I’ve begun to regard this place as a good temporary home. I’ll be glad to leave it behind as soon as I reasonably can, but for now, it is a beautiful place and I am resolved to explore and enjoy it to the fullest possible extent.
Much of my newfound contentment has come about as a result of the encouragement that I receive daily, almost hourly, from all of you back home. I’ve also been helped along by the knowledge of your prayers. The words, “I’ll pray for you,” have never been much more to me than a nice, but truly pithy, bit of consolation. One may as well have said, “Hang in there, sport;” or “keep a stiff upper lip.” Now, though, I hold those words as real truth, and take them as a promise of real, holy encouragement. Does the phrase “holy encouragement” seem odd? It did to me, until I read the first chapter of Paul’s epistle to the Romans. There, I found that Paul longed to share a spiritual gift with the Roman church, a church which he had desired to visit more than any other for years. What great gift could the Apostle to the Gentiles be so eager to share with the single most powerful church of the Western world? Encouragement, plain, simple, and life-sustaining.

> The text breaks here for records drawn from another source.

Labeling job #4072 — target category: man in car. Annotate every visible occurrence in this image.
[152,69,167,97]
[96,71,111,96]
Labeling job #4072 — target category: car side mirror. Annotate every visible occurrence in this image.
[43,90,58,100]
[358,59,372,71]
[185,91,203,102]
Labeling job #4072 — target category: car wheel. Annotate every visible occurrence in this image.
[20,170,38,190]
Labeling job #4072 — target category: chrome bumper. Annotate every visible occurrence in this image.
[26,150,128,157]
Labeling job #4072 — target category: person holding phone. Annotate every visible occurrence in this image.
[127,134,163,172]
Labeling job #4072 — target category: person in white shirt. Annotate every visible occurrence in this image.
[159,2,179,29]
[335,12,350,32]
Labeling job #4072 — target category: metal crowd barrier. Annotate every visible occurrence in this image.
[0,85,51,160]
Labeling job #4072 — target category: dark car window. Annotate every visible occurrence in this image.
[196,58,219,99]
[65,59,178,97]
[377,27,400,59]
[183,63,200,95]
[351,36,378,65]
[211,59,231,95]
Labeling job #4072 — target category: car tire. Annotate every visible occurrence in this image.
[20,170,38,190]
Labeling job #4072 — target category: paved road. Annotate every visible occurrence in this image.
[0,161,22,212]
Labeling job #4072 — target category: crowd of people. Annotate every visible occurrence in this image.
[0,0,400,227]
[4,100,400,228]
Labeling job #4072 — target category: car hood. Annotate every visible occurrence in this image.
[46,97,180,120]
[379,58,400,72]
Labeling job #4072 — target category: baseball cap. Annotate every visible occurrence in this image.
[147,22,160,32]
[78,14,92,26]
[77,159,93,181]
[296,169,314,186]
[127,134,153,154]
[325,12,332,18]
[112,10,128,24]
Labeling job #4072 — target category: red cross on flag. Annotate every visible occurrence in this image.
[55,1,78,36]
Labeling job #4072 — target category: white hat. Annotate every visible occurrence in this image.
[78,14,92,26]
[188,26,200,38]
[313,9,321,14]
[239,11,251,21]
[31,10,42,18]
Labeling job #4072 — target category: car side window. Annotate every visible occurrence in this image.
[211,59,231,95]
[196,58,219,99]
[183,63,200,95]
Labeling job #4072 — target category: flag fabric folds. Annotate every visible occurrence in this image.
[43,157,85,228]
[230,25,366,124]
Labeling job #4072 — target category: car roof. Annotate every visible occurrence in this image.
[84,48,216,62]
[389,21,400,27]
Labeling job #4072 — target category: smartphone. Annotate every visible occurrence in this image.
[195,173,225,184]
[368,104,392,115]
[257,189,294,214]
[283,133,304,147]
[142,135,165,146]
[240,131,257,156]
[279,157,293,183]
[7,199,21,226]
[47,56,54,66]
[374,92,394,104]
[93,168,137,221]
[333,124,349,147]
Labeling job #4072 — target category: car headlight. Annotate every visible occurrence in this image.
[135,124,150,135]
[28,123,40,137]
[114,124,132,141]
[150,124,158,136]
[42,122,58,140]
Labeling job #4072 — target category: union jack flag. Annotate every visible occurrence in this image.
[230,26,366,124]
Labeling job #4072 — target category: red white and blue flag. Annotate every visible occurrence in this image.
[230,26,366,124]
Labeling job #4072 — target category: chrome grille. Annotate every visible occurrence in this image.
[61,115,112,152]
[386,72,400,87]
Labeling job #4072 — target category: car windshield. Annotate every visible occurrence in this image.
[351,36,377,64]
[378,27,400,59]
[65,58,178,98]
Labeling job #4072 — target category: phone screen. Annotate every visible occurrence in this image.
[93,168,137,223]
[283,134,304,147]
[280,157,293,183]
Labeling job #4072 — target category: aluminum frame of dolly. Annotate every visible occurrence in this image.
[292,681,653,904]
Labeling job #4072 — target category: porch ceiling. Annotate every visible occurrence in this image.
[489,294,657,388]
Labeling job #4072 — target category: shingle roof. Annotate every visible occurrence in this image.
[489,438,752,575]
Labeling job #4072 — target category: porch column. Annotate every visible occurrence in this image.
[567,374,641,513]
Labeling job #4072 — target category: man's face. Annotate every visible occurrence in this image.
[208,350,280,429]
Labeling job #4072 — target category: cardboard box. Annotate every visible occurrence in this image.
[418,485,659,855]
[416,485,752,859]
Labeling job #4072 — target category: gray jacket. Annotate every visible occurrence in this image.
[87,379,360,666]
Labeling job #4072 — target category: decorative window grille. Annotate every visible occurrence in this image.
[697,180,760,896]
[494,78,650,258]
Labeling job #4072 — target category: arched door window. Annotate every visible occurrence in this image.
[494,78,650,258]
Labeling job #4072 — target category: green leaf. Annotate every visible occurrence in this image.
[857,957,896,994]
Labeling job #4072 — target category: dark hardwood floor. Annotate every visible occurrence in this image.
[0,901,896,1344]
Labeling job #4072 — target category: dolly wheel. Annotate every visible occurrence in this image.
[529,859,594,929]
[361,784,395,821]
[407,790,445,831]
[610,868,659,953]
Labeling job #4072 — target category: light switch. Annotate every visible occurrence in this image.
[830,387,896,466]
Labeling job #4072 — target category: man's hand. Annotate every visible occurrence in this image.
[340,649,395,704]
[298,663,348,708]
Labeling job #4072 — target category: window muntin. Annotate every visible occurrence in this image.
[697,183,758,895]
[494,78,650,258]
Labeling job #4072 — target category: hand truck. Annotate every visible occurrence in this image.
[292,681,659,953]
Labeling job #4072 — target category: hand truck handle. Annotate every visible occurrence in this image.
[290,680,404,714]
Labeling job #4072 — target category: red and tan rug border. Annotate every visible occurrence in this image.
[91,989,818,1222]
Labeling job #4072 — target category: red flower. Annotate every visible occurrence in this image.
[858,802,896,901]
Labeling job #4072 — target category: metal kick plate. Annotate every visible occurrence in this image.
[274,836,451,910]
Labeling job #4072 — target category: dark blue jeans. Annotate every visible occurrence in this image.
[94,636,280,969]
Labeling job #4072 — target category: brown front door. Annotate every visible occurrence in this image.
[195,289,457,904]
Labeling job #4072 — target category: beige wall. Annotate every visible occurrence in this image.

In addition to the fortitude I’ve taken from your collective support, I’ve been able to settle in a bit over the last two weeks, and life here has taken on a certain sort of normalcy. As my father promised, a few days with a solid routine allowed me to adjust to the point of determination. Because of some successful time spent here, I could contemplate a bit more, and knew that I could endure the summer.
However, endurance alone might make for a miserable time. Instead, God saw my paltry wager of grudging endurance and raised me true joy. I remembered that I am to be content in all things, because of the marvelous gift of salvation and righteousness that I’ve been given. If, as the prophet Micah wrote, the righteous are to live by faith, then surely I can exercise faith in the hope I have. I mean both hope for a spiritual transformation, as well as hope for an enjoyable summer, and while these two may exist on entirely different planes of consequence, I want both very much. Finally, I live in the hope that one day this time away from home will end, and I can look back on it as a time of growth and peace, and spiritual discipline, and then move forward without a single regret. So, I can be content in the place I have found myself, and I can press onward and upward.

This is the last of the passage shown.